Szmania’s restaurant in Magnolia will remain open, but chef-owner Ludger Szmania will be cooking elsewhere.
Szmania, former executive chef of the Four Seasons Olympic Hotel, opened his namesake German-influenced restaurant with wife Julie in 1990. (At one point there was a Kirkland branch too.) Through the years and various updates, including a brief focus on steakhouse fare, it’s remained a reliably excellent destination both for neighborhood regulars and special-event diners, lauded as a keeper with thrilling “sheer vitality.” In its early days, then-Times restaurant critic John Hinterberger called it “possibly Seattle’s most food-arts sophisticated, yet quietly unpretentious, neighborhood restaurant.”
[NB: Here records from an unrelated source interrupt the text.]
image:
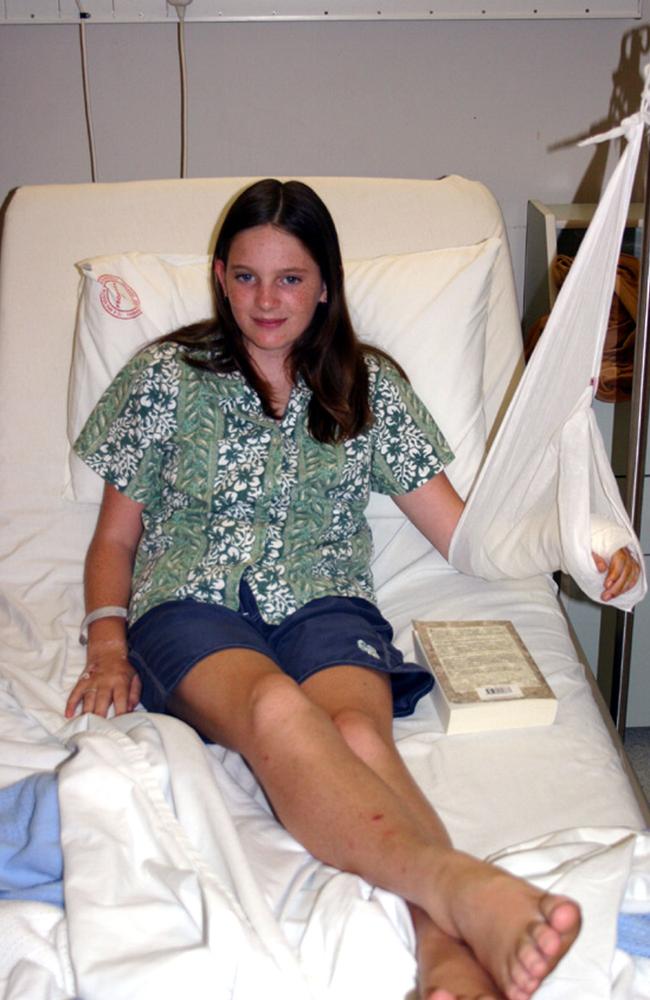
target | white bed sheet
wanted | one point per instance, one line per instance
(177, 876)
(213, 898)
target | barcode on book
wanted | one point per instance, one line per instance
(493, 692)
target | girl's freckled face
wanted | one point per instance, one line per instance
(273, 285)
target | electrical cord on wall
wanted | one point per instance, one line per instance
(83, 16)
(181, 6)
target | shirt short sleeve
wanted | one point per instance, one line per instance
(409, 447)
(123, 439)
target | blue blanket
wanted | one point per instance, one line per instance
(31, 861)
(634, 933)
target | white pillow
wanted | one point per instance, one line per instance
(427, 309)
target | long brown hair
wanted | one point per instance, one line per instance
(328, 355)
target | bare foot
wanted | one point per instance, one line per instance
(447, 969)
(517, 932)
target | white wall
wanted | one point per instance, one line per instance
(420, 99)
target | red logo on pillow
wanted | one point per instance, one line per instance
(118, 298)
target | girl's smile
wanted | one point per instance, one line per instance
(273, 285)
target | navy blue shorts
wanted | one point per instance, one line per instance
(172, 638)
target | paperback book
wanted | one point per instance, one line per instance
(485, 676)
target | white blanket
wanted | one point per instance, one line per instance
(179, 880)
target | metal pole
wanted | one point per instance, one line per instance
(635, 465)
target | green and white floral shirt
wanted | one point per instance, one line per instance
(229, 492)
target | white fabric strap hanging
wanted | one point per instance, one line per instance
(546, 495)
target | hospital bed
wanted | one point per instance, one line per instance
(177, 880)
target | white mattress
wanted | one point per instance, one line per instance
(552, 803)
(177, 879)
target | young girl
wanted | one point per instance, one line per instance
(238, 457)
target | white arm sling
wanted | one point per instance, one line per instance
(546, 495)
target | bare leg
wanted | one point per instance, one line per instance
(360, 705)
(347, 816)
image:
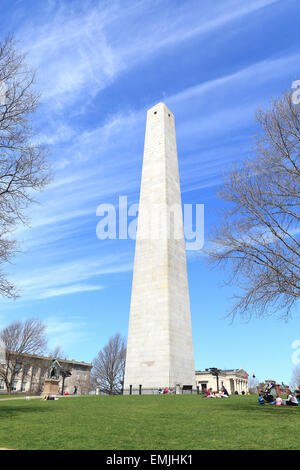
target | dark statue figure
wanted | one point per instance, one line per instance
(54, 369)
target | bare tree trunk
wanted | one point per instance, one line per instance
(258, 234)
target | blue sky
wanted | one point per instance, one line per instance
(101, 65)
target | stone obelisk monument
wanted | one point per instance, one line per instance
(160, 347)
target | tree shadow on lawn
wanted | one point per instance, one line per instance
(11, 411)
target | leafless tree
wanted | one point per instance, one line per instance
(295, 382)
(17, 340)
(253, 384)
(108, 366)
(23, 166)
(258, 234)
(57, 353)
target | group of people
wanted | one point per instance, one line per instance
(223, 393)
(164, 391)
(290, 401)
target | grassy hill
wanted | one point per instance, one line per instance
(159, 422)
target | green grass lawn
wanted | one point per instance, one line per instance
(148, 422)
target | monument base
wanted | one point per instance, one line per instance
(51, 387)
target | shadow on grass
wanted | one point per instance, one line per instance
(12, 411)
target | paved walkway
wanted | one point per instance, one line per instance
(34, 397)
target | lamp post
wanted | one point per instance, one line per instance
(64, 373)
(215, 372)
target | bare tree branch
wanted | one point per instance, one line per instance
(109, 365)
(258, 234)
(23, 161)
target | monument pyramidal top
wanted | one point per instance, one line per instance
(160, 347)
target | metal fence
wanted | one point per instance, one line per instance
(185, 390)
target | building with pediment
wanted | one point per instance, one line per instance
(234, 380)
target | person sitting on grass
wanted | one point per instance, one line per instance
(292, 400)
(261, 401)
(278, 401)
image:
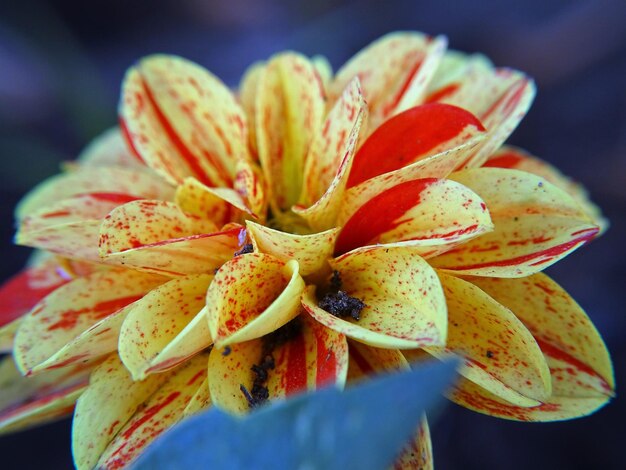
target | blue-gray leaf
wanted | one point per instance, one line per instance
(363, 427)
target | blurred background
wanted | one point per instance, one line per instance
(62, 62)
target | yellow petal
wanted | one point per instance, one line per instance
(310, 251)
(158, 413)
(432, 214)
(29, 401)
(405, 305)
(499, 352)
(308, 357)
(536, 224)
(289, 110)
(393, 70)
(251, 296)
(94, 180)
(111, 399)
(575, 351)
(166, 327)
(183, 121)
(72, 309)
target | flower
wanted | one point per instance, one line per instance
(310, 230)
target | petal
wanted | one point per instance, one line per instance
(405, 306)
(499, 353)
(517, 159)
(310, 251)
(159, 412)
(536, 224)
(109, 149)
(94, 180)
(29, 401)
(289, 110)
(413, 135)
(311, 357)
(393, 70)
(111, 399)
(433, 214)
(251, 296)
(166, 327)
(70, 310)
(183, 121)
(576, 353)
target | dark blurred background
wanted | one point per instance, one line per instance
(61, 65)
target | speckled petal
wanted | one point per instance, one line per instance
(432, 215)
(499, 352)
(183, 121)
(518, 159)
(536, 224)
(94, 180)
(289, 111)
(413, 135)
(252, 295)
(166, 327)
(72, 309)
(315, 357)
(576, 354)
(310, 251)
(30, 401)
(394, 71)
(111, 399)
(405, 305)
(158, 413)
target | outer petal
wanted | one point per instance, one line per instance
(500, 353)
(405, 305)
(160, 411)
(432, 214)
(26, 402)
(166, 327)
(94, 180)
(577, 356)
(394, 72)
(315, 357)
(183, 121)
(289, 110)
(310, 251)
(70, 310)
(536, 224)
(413, 135)
(111, 399)
(251, 296)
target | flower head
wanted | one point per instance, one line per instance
(308, 230)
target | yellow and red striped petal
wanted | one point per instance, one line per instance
(109, 149)
(110, 400)
(29, 401)
(252, 295)
(405, 305)
(183, 121)
(311, 357)
(499, 352)
(394, 71)
(166, 327)
(289, 111)
(159, 412)
(412, 135)
(107, 180)
(432, 214)
(578, 358)
(536, 224)
(310, 251)
(72, 309)
(517, 159)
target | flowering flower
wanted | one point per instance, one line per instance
(310, 230)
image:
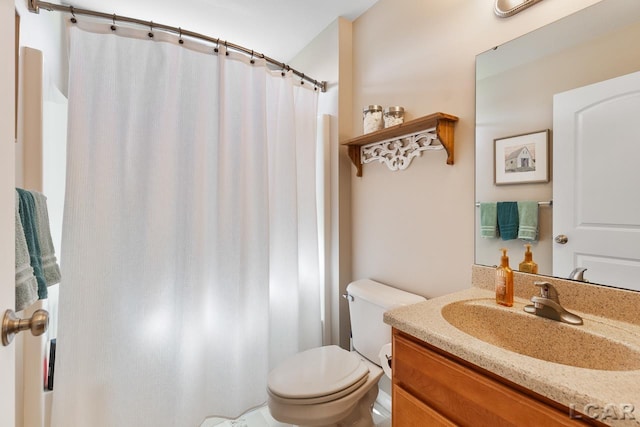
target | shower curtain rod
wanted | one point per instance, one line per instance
(35, 5)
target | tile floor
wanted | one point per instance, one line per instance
(262, 418)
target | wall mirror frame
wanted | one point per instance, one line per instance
(515, 84)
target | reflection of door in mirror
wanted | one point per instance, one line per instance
(515, 85)
(597, 202)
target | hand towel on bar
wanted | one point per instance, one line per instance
(508, 220)
(488, 220)
(26, 283)
(528, 220)
(28, 218)
(50, 267)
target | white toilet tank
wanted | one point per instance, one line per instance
(368, 300)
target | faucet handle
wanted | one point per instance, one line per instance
(547, 290)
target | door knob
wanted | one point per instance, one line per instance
(11, 324)
(562, 239)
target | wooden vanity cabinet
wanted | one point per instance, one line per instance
(434, 388)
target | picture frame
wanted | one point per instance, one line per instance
(521, 159)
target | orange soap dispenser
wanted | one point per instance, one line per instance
(504, 281)
(528, 265)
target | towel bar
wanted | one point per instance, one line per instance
(549, 203)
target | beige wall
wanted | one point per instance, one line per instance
(7, 213)
(414, 229)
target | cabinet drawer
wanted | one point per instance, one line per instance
(464, 395)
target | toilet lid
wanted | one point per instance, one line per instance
(317, 372)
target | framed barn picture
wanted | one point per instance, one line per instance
(522, 159)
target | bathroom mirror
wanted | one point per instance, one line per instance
(515, 84)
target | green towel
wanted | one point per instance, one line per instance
(26, 283)
(50, 267)
(508, 220)
(528, 220)
(488, 220)
(27, 211)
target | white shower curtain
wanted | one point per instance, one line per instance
(190, 245)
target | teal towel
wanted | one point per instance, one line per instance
(489, 220)
(508, 220)
(27, 211)
(528, 220)
(26, 283)
(50, 267)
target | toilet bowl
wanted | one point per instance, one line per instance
(330, 386)
(324, 386)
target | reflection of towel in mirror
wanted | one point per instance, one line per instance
(528, 219)
(488, 220)
(508, 220)
(50, 267)
(26, 283)
(27, 209)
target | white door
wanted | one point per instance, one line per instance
(7, 224)
(596, 200)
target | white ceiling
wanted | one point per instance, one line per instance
(276, 28)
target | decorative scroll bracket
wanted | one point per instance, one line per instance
(397, 153)
(409, 139)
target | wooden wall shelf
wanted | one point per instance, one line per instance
(398, 145)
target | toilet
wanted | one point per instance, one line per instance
(330, 386)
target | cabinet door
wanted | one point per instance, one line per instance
(410, 412)
(465, 395)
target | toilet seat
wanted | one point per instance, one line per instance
(318, 375)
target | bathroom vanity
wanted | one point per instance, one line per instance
(435, 387)
(461, 359)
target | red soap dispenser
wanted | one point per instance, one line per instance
(504, 281)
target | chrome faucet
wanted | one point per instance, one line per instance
(578, 274)
(547, 304)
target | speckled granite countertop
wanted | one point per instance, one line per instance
(586, 390)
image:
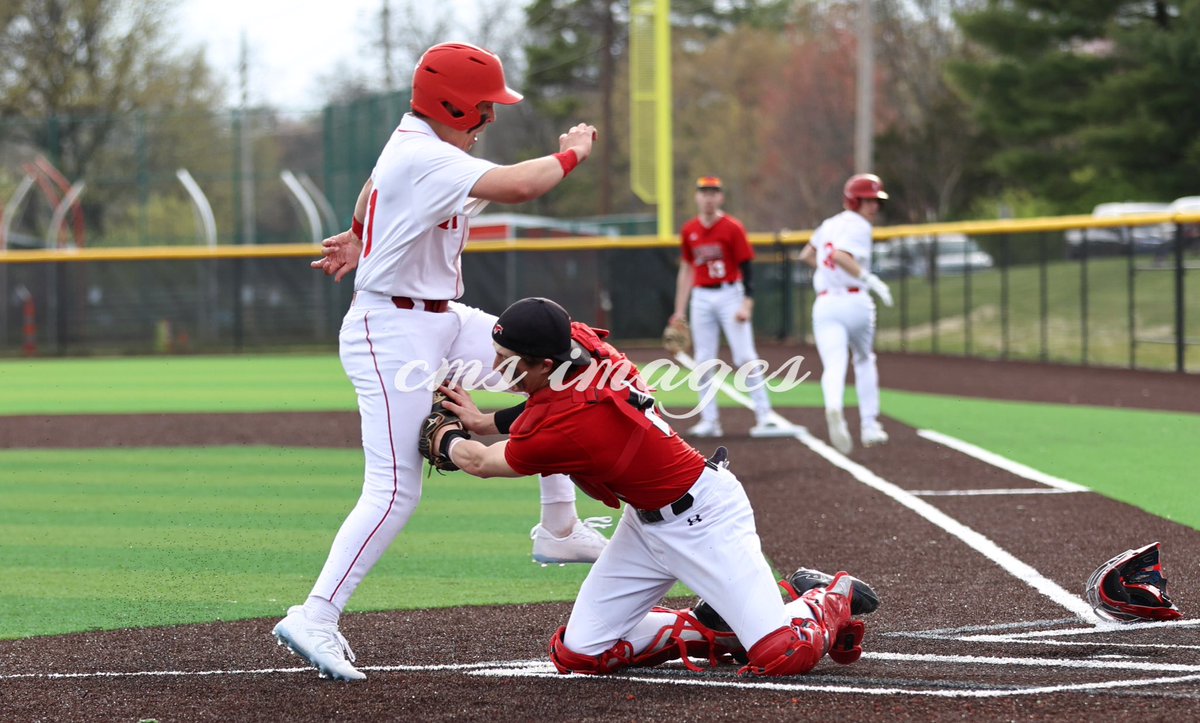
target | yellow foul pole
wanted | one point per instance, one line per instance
(665, 160)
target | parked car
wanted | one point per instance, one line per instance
(952, 254)
(1188, 204)
(1117, 239)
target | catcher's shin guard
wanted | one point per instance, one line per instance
(832, 608)
(568, 661)
(791, 650)
(688, 638)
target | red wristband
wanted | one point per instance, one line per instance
(568, 160)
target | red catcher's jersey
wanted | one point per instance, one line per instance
(715, 252)
(613, 450)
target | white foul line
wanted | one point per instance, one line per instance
(1003, 462)
(985, 547)
(802, 686)
(985, 493)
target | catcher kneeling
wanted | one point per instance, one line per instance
(591, 416)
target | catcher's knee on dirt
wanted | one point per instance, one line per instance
(568, 661)
(791, 650)
(682, 638)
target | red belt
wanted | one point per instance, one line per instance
(437, 306)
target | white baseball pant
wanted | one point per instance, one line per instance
(713, 548)
(377, 340)
(845, 323)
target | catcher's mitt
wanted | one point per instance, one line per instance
(677, 338)
(438, 419)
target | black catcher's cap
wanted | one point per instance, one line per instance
(540, 328)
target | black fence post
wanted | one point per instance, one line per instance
(1006, 261)
(1180, 330)
(1043, 302)
(1083, 299)
(1132, 310)
(785, 288)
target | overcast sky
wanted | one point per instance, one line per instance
(292, 42)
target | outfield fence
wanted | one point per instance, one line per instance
(1039, 293)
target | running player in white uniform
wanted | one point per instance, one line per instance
(411, 225)
(844, 314)
(714, 284)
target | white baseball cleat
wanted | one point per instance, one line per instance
(874, 434)
(322, 645)
(583, 544)
(771, 425)
(839, 434)
(707, 429)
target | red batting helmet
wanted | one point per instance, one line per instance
(1131, 587)
(863, 185)
(451, 78)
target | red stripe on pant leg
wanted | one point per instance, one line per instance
(391, 442)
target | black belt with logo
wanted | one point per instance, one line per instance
(683, 503)
(678, 507)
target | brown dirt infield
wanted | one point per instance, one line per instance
(936, 592)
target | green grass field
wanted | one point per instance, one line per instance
(111, 538)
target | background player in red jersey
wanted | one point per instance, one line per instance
(714, 274)
(687, 519)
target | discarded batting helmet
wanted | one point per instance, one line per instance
(1131, 587)
(451, 78)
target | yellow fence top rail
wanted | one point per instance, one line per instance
(790, 238)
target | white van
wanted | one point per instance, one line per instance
(1116, 239)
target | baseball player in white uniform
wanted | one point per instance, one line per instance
(411, 225)
(844, 314)
(714, 284)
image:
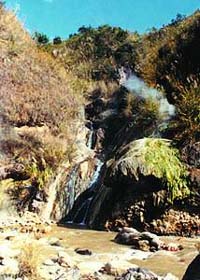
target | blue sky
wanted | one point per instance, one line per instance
(64, 17)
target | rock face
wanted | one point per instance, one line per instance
(193, 270)
(138, 185)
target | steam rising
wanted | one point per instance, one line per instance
(140, 89)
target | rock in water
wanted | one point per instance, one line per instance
(193, 270)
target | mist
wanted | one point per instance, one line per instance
(138, 87)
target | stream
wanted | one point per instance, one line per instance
(105, 250)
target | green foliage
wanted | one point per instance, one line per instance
(96, 53)
(57, 40)
(164, 163)
(41, 177)
(185, 128)
(40, 38)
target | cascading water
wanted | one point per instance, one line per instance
(90, 139)
(138, 87)
(80, 213)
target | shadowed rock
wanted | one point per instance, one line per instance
(193, 270)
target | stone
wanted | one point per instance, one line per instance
(65, 260)
(9, 266)
(170, 276)
(193, 270)
(54, 241)
(83, 251)
(49, 262)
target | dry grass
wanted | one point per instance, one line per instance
(29, 261)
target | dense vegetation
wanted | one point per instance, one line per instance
(43, 85)
(167, 59)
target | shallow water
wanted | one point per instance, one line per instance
(104, 249)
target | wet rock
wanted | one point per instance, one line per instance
(65, 260)
(9, 266)
(145, 241)
(54, 241)
(193, 270)
(83, 251)
(143, 274)
(139, 274)
(49, 262)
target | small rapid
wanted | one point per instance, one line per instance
(79, 213)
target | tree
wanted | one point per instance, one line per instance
(40, 38)
(57, 40)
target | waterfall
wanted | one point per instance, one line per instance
(138, 87)
(90, 138)
(48, 209)
(80, 212)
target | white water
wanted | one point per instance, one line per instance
(48, 209)
(86, 204)
(138, 87)
(90, 138)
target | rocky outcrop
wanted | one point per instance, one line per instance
(193, 270)
(138, 188)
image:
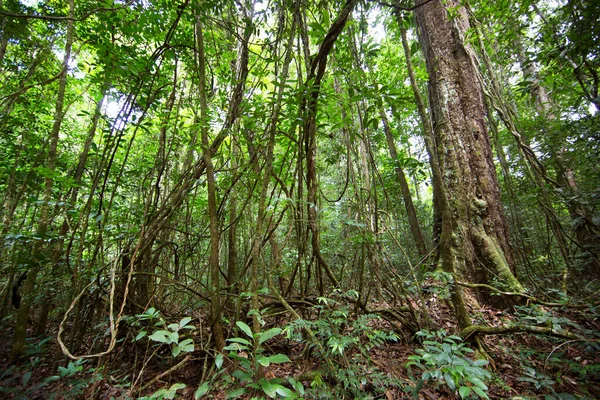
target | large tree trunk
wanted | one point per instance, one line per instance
(474, 240)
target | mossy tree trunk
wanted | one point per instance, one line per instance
(474, 241)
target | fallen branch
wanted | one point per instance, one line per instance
(530, 299)
(515, 328)
(170, 370)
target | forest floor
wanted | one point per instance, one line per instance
(329, 354)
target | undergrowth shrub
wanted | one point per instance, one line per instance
(342, 343)
(444, 363)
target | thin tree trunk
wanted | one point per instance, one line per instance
(439, 198)
(413, 222)
(18, 344)
(212, 201)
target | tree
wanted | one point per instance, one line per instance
(475, 242)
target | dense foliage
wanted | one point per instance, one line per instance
(280, 191)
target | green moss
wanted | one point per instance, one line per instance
(495, 255)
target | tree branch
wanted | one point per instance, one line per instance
(398, 7)
(59, 17)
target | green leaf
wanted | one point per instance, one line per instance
(26, 377)
(202, 390)
(245, 328)
(464, 391)
(477, 382)
(187, 345)
(264, 361)
(160, 336)
(279, 358)
(242, 375)
(271, 333)
(236, 393)
(240, 340)
(479, 392)
(450, 381)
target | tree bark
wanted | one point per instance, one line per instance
(475, 236)
(20, 335)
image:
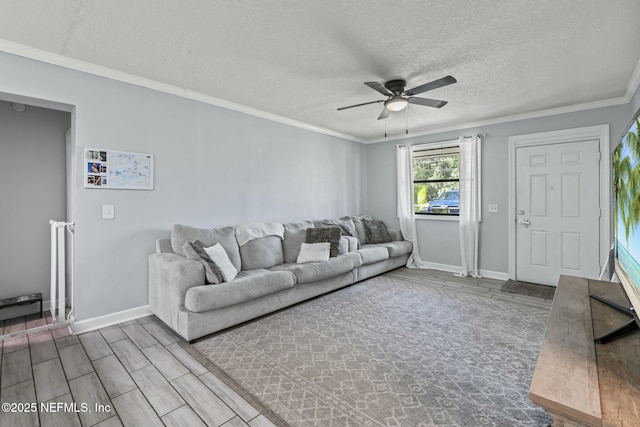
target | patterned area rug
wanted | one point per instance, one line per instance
(531, 289)
(387, 352)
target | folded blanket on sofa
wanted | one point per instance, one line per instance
(257, 230)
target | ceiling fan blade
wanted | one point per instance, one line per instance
(360, 105)
(428, 102)
(445, 81)
(379, 87)
(385, 113)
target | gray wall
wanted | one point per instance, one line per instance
(212, 167)
(32, 192)
(439, 240)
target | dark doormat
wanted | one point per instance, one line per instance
(530, 289)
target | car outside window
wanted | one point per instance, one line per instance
(436, 181)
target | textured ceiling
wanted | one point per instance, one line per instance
(303, 59)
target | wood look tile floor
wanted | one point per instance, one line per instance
(133, 374)
(142, 372)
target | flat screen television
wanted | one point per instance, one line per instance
(626, 209)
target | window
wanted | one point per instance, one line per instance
(436, 181)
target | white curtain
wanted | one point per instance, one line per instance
(469, 204)
(406, 212)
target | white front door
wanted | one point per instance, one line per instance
(557, 211)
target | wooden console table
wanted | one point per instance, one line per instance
(579, 382)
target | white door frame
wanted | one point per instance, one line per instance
(599, 132)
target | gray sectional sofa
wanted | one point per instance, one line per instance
(268, 276)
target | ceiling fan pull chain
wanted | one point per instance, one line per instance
(406, 132)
The Szmanias have sold the restaurant to former Szmania’s cook Michael Rogozinski (also previously of The Pink Door) and his wife Carolyn, Julie Szmania said. Staff members will stay on too. The new owners can use the Szmania’s name for up to a year, and Szmania wrote customers that the new owners had signed a long lease and to expect “a delicious neighborhood and destination restaurant with many new features that new owners with bright ideas and energy bring to the table.”
The Szmania’s, meanwhile, will be operating the Warm Springs Inn & Winery in Wenatchee, a bed & breakfast and events venue. They’ll be doing weddings and serving breakfasts and small plates and featuring wines from the vineyard they had purchased in Cashmere in 2007.
“We built a wine room at the inn. There are eight French doors in across the front deck overlooking the river. It’s beautiful. It’s like this 9,000-square-foot mansion that just is gorgeous,” Julie Szmania said.
She said they were going to “welcome some time to smell the roses, cast a line in the river and spend some quality family time together. Besides being the catering and breakfast chef, (Ludger) will be the happy maintenance man and I’ll finally be able to read a book in the sun.”
After 40 years behind a restaurant stove, with nights, weekends, and holidays given over to the family business, Julie Szmania said it was time to move to a less grueling career.
While they could have kept the restaurant and left running it to others, “I feel like we’re the kind of restaurateurs that can’t seem to delegate as well as a lot of other people can,” she said.
“My husband just loves to be here every day, cooking, ordering, butchering, deboning… He’s a chef by heart and nature.”
The vineyard is producing two to three tons of grapes now for their Brender Canyon Vineyard wine, and eight weddings are already booked for the Warm Springs Inn this summer. The new jobs, then, could be time-consuming on their own — but Szmania said it would be in a different way. “First of all, it’s just beautiful. It’s just six rooms, it’s not like we’re managing a hotel, and we can control the operation… we know ahead of time when we’re going to be busy and we can staff up,” she said.
“Putting breakfast together for 6-12 guests is nothing compared to a 200-cover night.”
Though business was tough after the dot-com crash and through the recession, Szmania’s kept reinventing itself, remaining one of the few holdovers from the classic Seattle restaurants of the 1990s, such as Kaspar’s and Saleh al Lago.
“We just couldn’t be more grateful for the 24 years of really loyal customers,” Julie Szmania said. They’ve “known nothing else” since they were married and began raising their family, and “It’s just amazing how nice people have been over the years” and how many friendships have grown from their work.
The couple, whose children are college-age, will keep their Magnolia home for now. They’ll be at the restaurant through March 31, encouraging old friends and diners to stop by, then on to their new lives.